Wind accounted for 5.6 percent of U.S. electricity generating capacity in 2012, up from about 3 percent in 2011, according to a report today from the Washington-based American Wind Energy Association. Developers installed 13.1 gigawatts of wind capacity last year, surpassing natural gas power plant construction to become the largest new source of electricity.
The growth is driven by tax incentives, utility demand, falling costs and better technology including taller towers and lighter blades, Elizabeth Salerno, AWEA’s chief economist, said in an interview.
“Wind is going to continue to be a major contributor as we add new power resources to our electricity grid in the U.S.,” Salerno said.
The fourth quarter accounted for 60 percent of installations as developers raced to take advantage of the expiring production tax credit. The 2.2 cents a kilowatt-hour incentive was extended for a year at the start of 2013. The rate was increased to 2.3 cents this month because of inflation.

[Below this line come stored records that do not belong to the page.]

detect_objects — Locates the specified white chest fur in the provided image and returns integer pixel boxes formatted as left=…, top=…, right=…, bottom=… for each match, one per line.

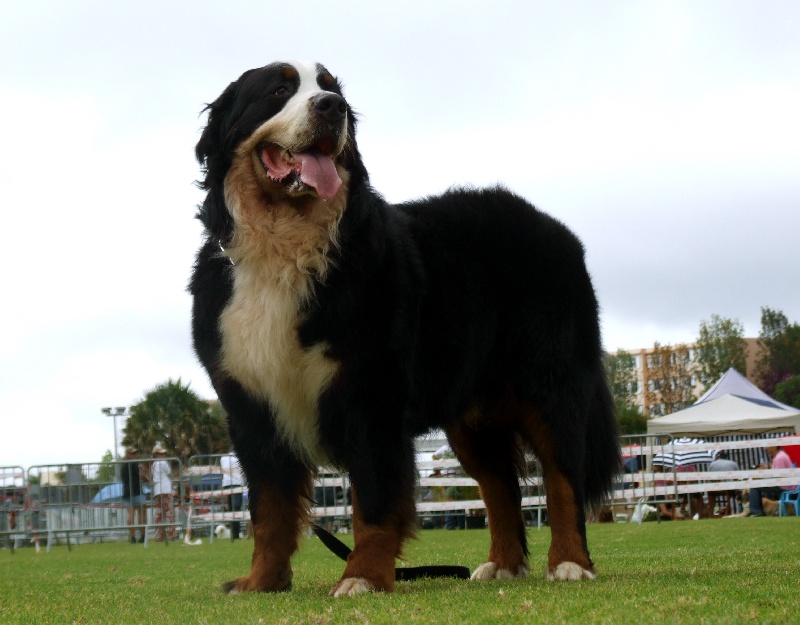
left=218, top=263, right=339, bottom=466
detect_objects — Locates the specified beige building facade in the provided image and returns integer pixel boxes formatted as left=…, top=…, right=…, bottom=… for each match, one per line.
left=622, top=338, right=762, bottom=416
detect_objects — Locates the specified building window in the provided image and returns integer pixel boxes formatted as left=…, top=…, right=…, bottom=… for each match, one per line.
left=669, top=351, right=691, bottom=366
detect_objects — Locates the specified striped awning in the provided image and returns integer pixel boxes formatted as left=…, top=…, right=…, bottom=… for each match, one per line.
left=652, top=437, right=715, bottom=468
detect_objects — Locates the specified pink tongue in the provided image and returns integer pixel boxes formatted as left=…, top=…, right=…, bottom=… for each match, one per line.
left=261, top=146, right=295, bottom=181
left=294, top=151, right=342, bottom=200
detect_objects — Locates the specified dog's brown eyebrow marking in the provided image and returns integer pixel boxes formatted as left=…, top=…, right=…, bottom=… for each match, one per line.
left=281, top=66, right=298, bottom=80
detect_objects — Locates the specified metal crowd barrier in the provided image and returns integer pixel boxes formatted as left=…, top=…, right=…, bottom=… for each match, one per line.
left=184, top=454, right=247, bottom=542
left=312, top=471, right=351, bottom=532
left=5, top=434, right=799, bottom=552
left=0, top=466, right=29, bottom=552
left=416, top=456, right=548, bottom=530
left=185, top=454, right=353, bottom=540
left=613, top=433, right=680, bottom=520
left=24, top=458, right=184, bottom=551
left=612, top=435, right=800, bottom=521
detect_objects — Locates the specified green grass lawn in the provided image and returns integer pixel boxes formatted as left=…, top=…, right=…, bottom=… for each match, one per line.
left=1, top=518, right=798, bottom=624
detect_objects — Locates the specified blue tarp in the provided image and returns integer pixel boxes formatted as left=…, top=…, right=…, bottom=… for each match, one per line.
left=91, top=482, right=151, bottom=504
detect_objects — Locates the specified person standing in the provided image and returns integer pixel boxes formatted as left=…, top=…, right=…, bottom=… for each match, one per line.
left=220, top=455, right=244, bottom=539
left=121, top=448, right=146, bottom=543
left=151, top=443, right=177, bottom=541
left=749, top=446, right=797, bottom=517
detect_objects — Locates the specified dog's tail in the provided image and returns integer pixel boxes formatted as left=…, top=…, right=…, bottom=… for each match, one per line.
left=582, top=376, right=622, bottom=509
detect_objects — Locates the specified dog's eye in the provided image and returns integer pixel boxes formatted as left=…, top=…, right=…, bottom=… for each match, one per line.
left=273, top=85, right=289, bottom=97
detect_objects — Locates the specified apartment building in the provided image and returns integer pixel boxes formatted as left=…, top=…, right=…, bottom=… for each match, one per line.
left=622, top=338, right=762, bottom=416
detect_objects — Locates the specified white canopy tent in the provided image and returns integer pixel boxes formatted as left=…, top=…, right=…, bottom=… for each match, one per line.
left=696, top=367, right=796, bottom=411
left=647, top=393, right=800, bottom=436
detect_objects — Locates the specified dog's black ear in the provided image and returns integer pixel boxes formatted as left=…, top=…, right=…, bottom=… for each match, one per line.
left=195, top=187, right=232, bottom=238
left=195, top=74, right=254, bottom=238
left=196, top=79, right=241, bottom=183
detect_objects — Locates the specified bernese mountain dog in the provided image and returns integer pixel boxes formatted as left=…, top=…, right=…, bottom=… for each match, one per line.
left=190, top=61, right=620, bottom=597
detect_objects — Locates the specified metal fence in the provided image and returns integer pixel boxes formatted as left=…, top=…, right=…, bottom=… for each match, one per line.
left=24, top=458, right=185, bottom=551
left=415, top=455, right=548, bottom=529
left=612, top=435, right=800, bottom=521
left=184, top=454, right=248, bottom=542
left=704, top=432, right=792, bottom=471
left=185, top=454, right=352, bottom=540
left=4, top=433, right=799, bottom=551
left=0, top=466, right=28, bottom=551
left=615, top=433, right=679, bottom=502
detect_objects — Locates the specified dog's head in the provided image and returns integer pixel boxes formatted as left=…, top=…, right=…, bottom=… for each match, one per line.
left=195, top=61, right=362, bottom=241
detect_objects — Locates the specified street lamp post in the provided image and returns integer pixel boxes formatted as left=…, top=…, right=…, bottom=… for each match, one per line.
left=101, top=406, right=128, bottom=467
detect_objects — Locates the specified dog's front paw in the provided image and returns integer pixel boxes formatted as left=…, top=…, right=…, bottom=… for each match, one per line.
left=471, top=561, right=529, bottom=580
left=546, top=561, right=596, bottom=581
left=222, top=579, right=245, bottom=594
left=222, top=569, right=293, bottom=593
left=331, top=577, right=375, bottom=597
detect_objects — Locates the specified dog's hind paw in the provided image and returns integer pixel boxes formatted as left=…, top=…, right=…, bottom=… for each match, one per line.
left=331, top=577, right=375, bottom=597
left=546, top=562, right=596, bottom=581
left=470, top=562, right=529, bottom=580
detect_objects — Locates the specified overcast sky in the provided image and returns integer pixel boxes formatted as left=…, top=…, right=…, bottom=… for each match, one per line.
left=1, top=1, right=798, bottom=469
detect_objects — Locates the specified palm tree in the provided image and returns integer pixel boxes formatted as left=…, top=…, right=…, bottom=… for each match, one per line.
left=121, top=379, right=230, bottom=463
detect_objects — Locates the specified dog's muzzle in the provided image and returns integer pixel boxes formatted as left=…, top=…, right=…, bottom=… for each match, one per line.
left=258, top=94, right=348, bottom=200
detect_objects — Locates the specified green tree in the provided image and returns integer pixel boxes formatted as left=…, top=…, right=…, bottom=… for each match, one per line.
left=755, top=307, right=800, bottom=396
left=605, top=350, right=647, bottom=434
left=774, top=375, right=800, bottom=409
left=121, top=379, right=230, bottom=464
left=606, top=350, right=638, bottom=406
left=94, top=450, right=116, bottom=483
left=695, top=314, right=748, bottom=391
left=644, top=343, right=696, bottom=416
left=616, top=404, right=648, bottom=435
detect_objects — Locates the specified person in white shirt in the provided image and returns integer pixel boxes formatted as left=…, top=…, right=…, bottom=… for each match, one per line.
left=151, top=443, right=176, bottom=541
left=221, top=455, right=245, bottom=539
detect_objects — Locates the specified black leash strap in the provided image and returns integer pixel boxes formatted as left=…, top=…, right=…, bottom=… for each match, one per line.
left=311, top=524, right=470, bottom=581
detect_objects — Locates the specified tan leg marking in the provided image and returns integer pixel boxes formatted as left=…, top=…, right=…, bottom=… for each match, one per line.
left=447, top=420, right=529, bottom=581
left=330, top=487, right=414, bottom=596
left=542, top=471, right=595, bottom=581
left=223, top=480, right=307, bottom=593
left=521, top=410, right=596, bottom=581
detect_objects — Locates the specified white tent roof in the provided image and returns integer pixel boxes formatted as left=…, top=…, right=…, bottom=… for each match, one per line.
left=647, top=393, right=800, bottom=436
left=696, top=367, right=796, bottom=411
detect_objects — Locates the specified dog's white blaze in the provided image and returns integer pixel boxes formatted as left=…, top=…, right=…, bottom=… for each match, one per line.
left=216, top=59, right=349, bottom=468
left=242, top=60, right=347, bottom=155
left=219, top=266, right=338, bottom=466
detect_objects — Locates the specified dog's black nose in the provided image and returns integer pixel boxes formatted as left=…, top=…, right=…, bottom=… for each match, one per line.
left=312, top=93, right=347, bottom=123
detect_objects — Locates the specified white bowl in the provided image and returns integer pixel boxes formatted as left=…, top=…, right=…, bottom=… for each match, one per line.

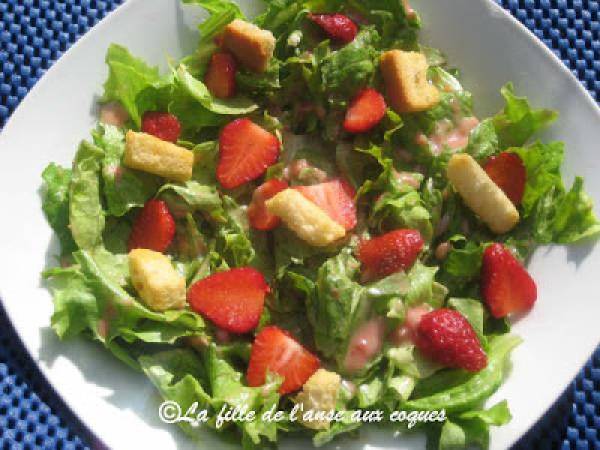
left=0, top=0, right=598, bottom=449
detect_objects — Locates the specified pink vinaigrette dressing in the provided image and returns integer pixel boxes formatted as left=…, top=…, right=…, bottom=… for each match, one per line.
left=343, top=317, right=386, bottom=373
left=416, top=116, right=479, bottom=156
left=343, top=305, right=434, bottom=373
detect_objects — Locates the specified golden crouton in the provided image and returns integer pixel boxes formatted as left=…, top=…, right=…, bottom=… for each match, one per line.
left=128, top=249, right=187, bottom=312
left=265, top=189, right=346, bottom=247
left=447, top=153, right=519, bottom=234
left=221, top=19, right=275, bottom=73
left=380, top=50, right=440, bottom=113
left=124, top=131, right=194, bottom=182
left=295, top=369, right=341, bottom=430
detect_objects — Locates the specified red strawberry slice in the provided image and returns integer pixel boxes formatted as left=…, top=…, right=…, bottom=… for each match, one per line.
left=480, top=243, right=537, bottom=318
left=128, top=199, right=176, bottom=252
left=415, top=308, right=488, bottom=372
left=357, top=229, right=424, bottom=281
left=248, top=179, right=289, bottom=231
left=483, top=152, right=526, bottom=205
left=294, top=178, right=357, bottom=230
left=204, top=52, right=237, bottom=99
left=308, top=13, right=358, bottom=44
left=187, top=267, right=269, bottom=334
left=343, top=88, right=387, bottom=134
left=141, top=111, right=181, bottom=143
left=217, top=119, right=281, bottom=189
left=246, top=326, right=320, bottom=394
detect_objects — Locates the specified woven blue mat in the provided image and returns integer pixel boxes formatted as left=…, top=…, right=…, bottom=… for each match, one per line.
left=1, top=0, right=599, bottom=449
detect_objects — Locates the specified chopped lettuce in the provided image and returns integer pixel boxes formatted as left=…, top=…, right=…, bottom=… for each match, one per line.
left=41, top=163, right=77, bottom=256
left=493, top=83, right=558, bottom=149
left=102, top=44, right=165, bottom=127
left=94, top=124, right=161, bottom=217
left=69, top=141, right=105, bottom=250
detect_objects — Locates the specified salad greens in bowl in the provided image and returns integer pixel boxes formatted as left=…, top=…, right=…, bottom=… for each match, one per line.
left=38, top=0, right=599, bottom=449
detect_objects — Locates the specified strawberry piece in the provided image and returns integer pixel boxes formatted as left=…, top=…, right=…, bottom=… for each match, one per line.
left=357, top=229, right=424, bottom=280
left=204, top=52, right=237, bottom=99
left=247, top=326, right=320, bottom=394
left=415, top=308, right=488, bottom=372
left=187, top=267, right=269, bottom=334
left=128, top=199, right=176, bottom=252
left=308, top=13, right=358, bottom=44
left=248, top=179, right=289, bottom=231
left=343, top=88, right=387, bottom=134
left=480, top=243, right=537, bottom=318
left=141, top=111, right=181, bottom=143
left=217, top=119, right=281, bottom=189
left=483, top=152, right=526, bottom=205
left=294, top=178, right=357, bottom=230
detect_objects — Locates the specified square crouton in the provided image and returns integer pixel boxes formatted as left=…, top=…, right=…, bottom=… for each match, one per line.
left=265, top=188, right=346, bottom=247
left=295, top=369, right=341, bottom=430
left=124, top=131, right=194, bottom=182
left=380, top=50, right=440, bottom=113
left=222, top=19, right=275, bottom=73
left=129, top=249, right=187, bottom=312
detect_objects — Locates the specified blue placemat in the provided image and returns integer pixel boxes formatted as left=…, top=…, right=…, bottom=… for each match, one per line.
left=1, top=0, right=599, bottom=449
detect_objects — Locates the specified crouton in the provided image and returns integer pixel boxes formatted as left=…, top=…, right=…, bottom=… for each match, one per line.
left=221, top=19, right=275, bottom=73
left=128, top=249, right=187, bottom=311
left=447, top=153, right=519, bottom=234
left=123, top=131, right=194, bottom=182
left=295, top=369, right=341, bottom=430
left=265, top=189, right=346, bottom=247
left=380, top=50, right=440, bottom=113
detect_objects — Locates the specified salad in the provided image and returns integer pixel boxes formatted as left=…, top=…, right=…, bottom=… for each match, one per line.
left=40, top=0, right=600, bottom=448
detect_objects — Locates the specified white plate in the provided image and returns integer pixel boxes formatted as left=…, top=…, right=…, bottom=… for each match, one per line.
left=0, top=0, right=599, bottom=449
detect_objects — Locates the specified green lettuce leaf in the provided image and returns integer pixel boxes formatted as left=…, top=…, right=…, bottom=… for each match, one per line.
left=308, top=249, right=369, bottom=369
left=216, top=196, right=255, bottom=267
left=182, top=0, right=244, bottom=44
left=319, top=27, right=380, bottom=99
left=93, top=124, right=161, bottom=216
left=102, top=44, right=165, bottom=127
left=493, top=83, right=558, bottom=148
left=466, top=118, right=499, bottom=162
left=41, top=163, right=77, bottom=256
left=159, top=180, right=225, bottom=222
left=404, top=333, right=521, bottom=413
left=447, top=298, right=485, bottom=344
left=176, top=65, right=258, bottom=115
left=44, top=266, right=100, bottom=339
left=69, top=141, right=105, bottom=250
left=514, top=142, right=600, bottom=243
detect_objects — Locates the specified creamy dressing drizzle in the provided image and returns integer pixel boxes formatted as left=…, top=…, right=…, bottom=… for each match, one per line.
left=343, top=317, right=386, bottom=373
left=389, top=304, right=432, bottom=346
left=422, top=116, right=479, bottom=156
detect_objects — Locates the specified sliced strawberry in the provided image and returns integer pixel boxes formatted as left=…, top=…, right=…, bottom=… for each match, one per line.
left=483, top=152, right=526, bottom=205
left=308, top=13, right=358, bottom=44
left=343, top=88, right=387, bottom=134
left=217, top=119, right=281, bottom=189
left=128, top=199, right=176, bottom=252
left=294, top=178, right=357, bottom=230
left=204, top=52, right=237, bottom=99
left=246, top=326, right=320, bottom=394
left=357, top=229, right=424, bottom=280
left=248, top=179, right=289, bottom=231
left=480, top=243, right=537, bottom=318
left=415, top=308, right=487, bottom=372
left=187, top=267, right=269, bottom=334
left=141, top=111, right=181, bottom=143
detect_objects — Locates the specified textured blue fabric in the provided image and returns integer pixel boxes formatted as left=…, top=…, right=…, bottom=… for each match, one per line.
left=0, top=0, right=599, bottom=449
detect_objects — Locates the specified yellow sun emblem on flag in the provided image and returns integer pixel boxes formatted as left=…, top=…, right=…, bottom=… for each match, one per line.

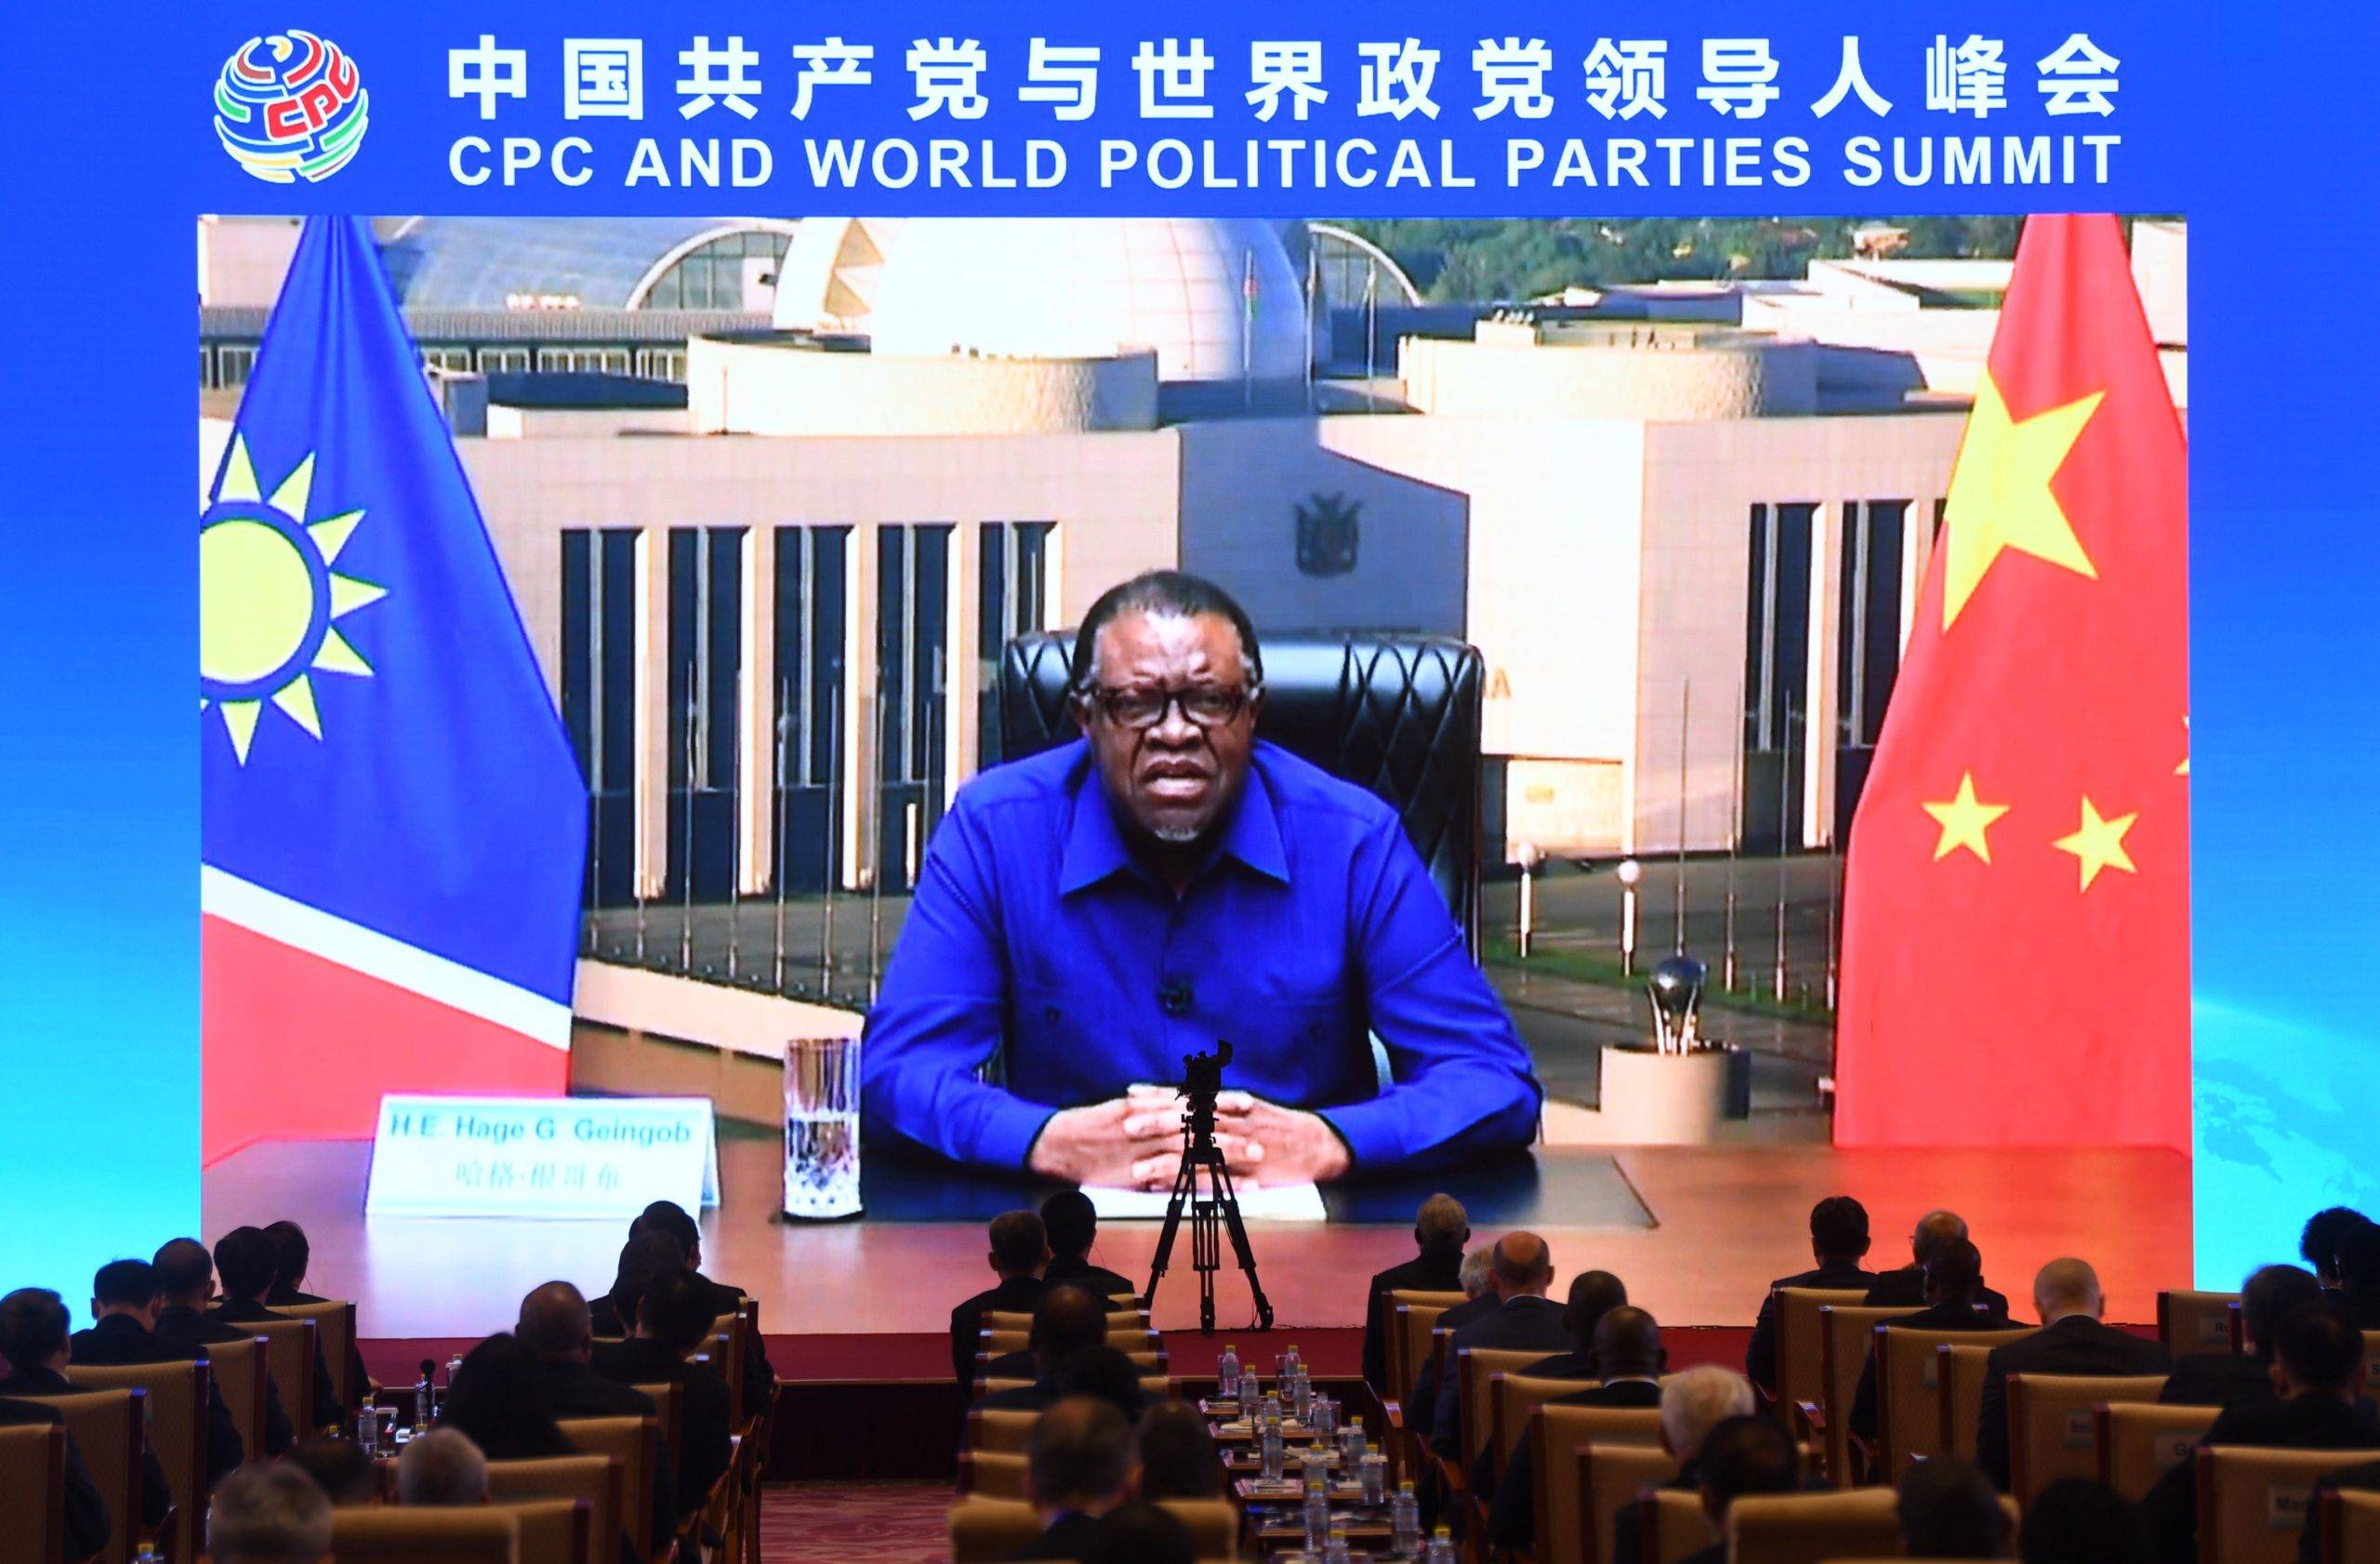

Wind power is becoming more common in the Midwest and Great Plains. Kansas gets 11.4 percent of its power from wind after doubling its capacity last year. In 2000, 60 percent of the nation’s wind power capacity was in California, compared to about 9 percent now. Thirty-nine states are producing wind power.
Iowa gets 24.5 percent of its power from wind, the most in the country, followed by South Dakota at 23.9 percent and North Dakota’s 14.7 percent. About 3.5 percent of the country’s electricity comes from a total of 45,000 wind turbines.
U.S. investment in wind projects rose 76 percent from the $14.2 billion spent in 2011, AWEA said. By comparison, the fiscal 2012 budget for the Coast Guard was $10.2 billion and the direct economic impact of the U.S. firearms industry and its suppliers was $22.3 billion last year, according to a report by the National Shooting Sports Foundation, the industry’s trade association.
NextEra Energy Inc., the largest U.S. developer of renewable energy, installed 1.3 gigawatts of capacity. The Juno Beach, Florida-based company is also owns the most wind capacity, with 9.8 gigawatts, about 16.4 percent of the total in the U.S. Iberdrola SA followed with a 9.1 percent share and Warren Buffett’s MidAmerican Energy Holdings Co. had 6.2 percent.